Justement, est-ce que GPT-5 est capable de comprendre nos langues et nos spécificités culturelles ?
Oui, il est déjà très bon en français et en arabe, mais il peut être adapté pour la darija ou l’amazigh. C’est là que ces derniers modèles deviennent intéressants : la taille de GPT-5 change la donne. Il ne se contente plus de modéliser les langues séparément. À l’intérieur du modèle, on trouve un raisonnement logique indépendant de la langue. Ce n’est qu’aux dernières étapes que cette «pensée sans langue» est traduite en darija, en amazigh ou en toute autre langue. Concrètement, cela veut dire qu’entraîner GPT-5 sur des problèmes en français, en anglais ou même en chinois améliore aussi ses performances en darija ou en amazigh. Les pertes de performance qu’on observait autrefois sur des langues moins représentées commencent donc à s’estomper. Ces modèles GPT-5 devront néanmoins être adaptés dans des versions localisées. Parce qu’une IA qui comprend vraiment la culture, les expressions et le quotidien des citoyens, c’est une IA qui a de la valeur.

On entend aussi parler des « agents autonomes», des IA capables d’agir presque seuls. Est-ce que GPT-5 va dans ce sens ?
Oui, GPT-5 ouvre la voie, mais il n’est pas le seul. On assiste à une tendance de fond : les grands modèles deviennent plus proactifs, capables de planifier des actions, d’utiliser des outils externes et de réaliser des tâches complètes. GPT-5 illustre bien cette évolution : grâce à ses capacités de raisonnement, il peut enchaîner plusieurs actions complexes comme réserver un week-end à Rabat en bloquant l’hôtel, les activités et les restaurants. La réduction des hallucinations renforce aussi la fiabilité du modèle, levant ainsi l’un des principaux freins à l’adoption de l’IA générative en entreprise. GPT-5, et plus encore ses successeurs vont permettre d’ancrer durablement les agents autonomes dans les pratiques professionnelles et la vie quotidienne. Ce qui compte désormais, c’est la manière dont nous encadrons cette évolution pour qu’elle reste au service de l’humain.

Pour conclure, si vous deviez résumer l’enjeu de GPT-5 pour le Maroc?

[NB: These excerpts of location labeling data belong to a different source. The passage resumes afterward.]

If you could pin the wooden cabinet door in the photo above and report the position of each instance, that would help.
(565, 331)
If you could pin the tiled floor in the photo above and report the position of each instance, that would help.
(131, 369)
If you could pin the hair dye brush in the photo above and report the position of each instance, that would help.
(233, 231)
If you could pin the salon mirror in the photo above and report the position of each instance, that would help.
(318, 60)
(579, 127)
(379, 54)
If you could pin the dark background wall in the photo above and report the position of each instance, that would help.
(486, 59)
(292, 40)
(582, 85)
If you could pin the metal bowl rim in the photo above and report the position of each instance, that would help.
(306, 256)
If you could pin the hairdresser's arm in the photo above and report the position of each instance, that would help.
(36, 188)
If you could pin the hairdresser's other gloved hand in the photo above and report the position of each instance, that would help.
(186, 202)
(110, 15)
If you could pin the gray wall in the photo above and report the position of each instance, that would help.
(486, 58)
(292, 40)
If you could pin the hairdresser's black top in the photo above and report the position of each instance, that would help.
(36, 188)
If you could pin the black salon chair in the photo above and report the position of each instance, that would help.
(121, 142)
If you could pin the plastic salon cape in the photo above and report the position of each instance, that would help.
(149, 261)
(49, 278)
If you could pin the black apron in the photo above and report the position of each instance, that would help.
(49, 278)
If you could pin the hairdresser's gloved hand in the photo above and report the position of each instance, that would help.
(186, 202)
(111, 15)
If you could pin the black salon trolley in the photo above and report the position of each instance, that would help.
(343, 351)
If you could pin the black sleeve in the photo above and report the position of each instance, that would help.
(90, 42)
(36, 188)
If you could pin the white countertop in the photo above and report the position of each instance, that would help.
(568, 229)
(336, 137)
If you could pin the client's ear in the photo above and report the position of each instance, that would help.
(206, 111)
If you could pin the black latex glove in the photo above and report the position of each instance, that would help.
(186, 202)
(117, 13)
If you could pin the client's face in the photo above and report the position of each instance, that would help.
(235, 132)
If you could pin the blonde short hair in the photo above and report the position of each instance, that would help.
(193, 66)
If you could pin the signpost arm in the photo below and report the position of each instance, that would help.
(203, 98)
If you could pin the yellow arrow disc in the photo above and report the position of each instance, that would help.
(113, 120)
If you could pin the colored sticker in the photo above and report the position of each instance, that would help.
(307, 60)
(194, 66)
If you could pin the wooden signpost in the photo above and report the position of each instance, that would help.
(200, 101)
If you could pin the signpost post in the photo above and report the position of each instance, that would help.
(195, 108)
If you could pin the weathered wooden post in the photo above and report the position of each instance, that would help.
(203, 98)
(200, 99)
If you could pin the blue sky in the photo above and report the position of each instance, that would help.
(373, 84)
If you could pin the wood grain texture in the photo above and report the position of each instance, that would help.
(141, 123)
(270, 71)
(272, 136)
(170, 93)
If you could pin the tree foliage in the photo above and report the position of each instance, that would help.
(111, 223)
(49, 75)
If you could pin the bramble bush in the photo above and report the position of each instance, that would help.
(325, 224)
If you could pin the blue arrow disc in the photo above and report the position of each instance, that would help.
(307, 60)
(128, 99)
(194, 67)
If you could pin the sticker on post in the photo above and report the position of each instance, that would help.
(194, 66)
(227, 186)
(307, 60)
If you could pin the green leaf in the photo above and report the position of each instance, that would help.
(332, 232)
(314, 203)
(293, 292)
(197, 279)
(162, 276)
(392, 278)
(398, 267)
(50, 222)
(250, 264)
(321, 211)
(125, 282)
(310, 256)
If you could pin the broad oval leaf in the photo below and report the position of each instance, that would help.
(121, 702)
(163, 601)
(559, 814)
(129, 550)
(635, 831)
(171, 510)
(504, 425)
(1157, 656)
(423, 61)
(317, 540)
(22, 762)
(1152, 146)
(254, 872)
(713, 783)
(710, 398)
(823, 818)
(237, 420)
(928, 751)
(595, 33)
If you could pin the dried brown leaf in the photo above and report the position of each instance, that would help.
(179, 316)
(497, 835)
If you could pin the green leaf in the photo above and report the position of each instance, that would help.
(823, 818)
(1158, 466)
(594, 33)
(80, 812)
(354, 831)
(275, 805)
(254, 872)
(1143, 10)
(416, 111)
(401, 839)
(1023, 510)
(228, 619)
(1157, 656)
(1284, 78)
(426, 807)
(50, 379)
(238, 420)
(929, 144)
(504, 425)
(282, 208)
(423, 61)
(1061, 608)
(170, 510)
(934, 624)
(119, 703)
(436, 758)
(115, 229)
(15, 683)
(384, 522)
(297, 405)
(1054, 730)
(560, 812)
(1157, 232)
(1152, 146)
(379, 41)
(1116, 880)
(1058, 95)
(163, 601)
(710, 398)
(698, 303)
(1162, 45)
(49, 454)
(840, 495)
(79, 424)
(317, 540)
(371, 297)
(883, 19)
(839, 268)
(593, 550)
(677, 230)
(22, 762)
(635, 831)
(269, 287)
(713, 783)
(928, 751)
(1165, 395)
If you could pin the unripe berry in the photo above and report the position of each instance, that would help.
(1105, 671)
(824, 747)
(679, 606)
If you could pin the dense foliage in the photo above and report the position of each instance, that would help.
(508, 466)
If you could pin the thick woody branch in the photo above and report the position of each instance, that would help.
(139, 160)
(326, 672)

Je dirais que GPT-5 illustre une dynamique mondiale mais ce n’est qu’un jalon. Le vrai enjeu pour le Maroc, c’est de suivre cette trajectoire et de se donner les moyens de tirer profit non seulement de GPT-5 mais aussi des modèles qui viendront ensuite. Cela suppose une vision nationale, des investissements dans l’éducation, la recherche et les infrastructures. Si on prend ce virage, on pourra être acteur de cette révolution plutôt que simple spectateur.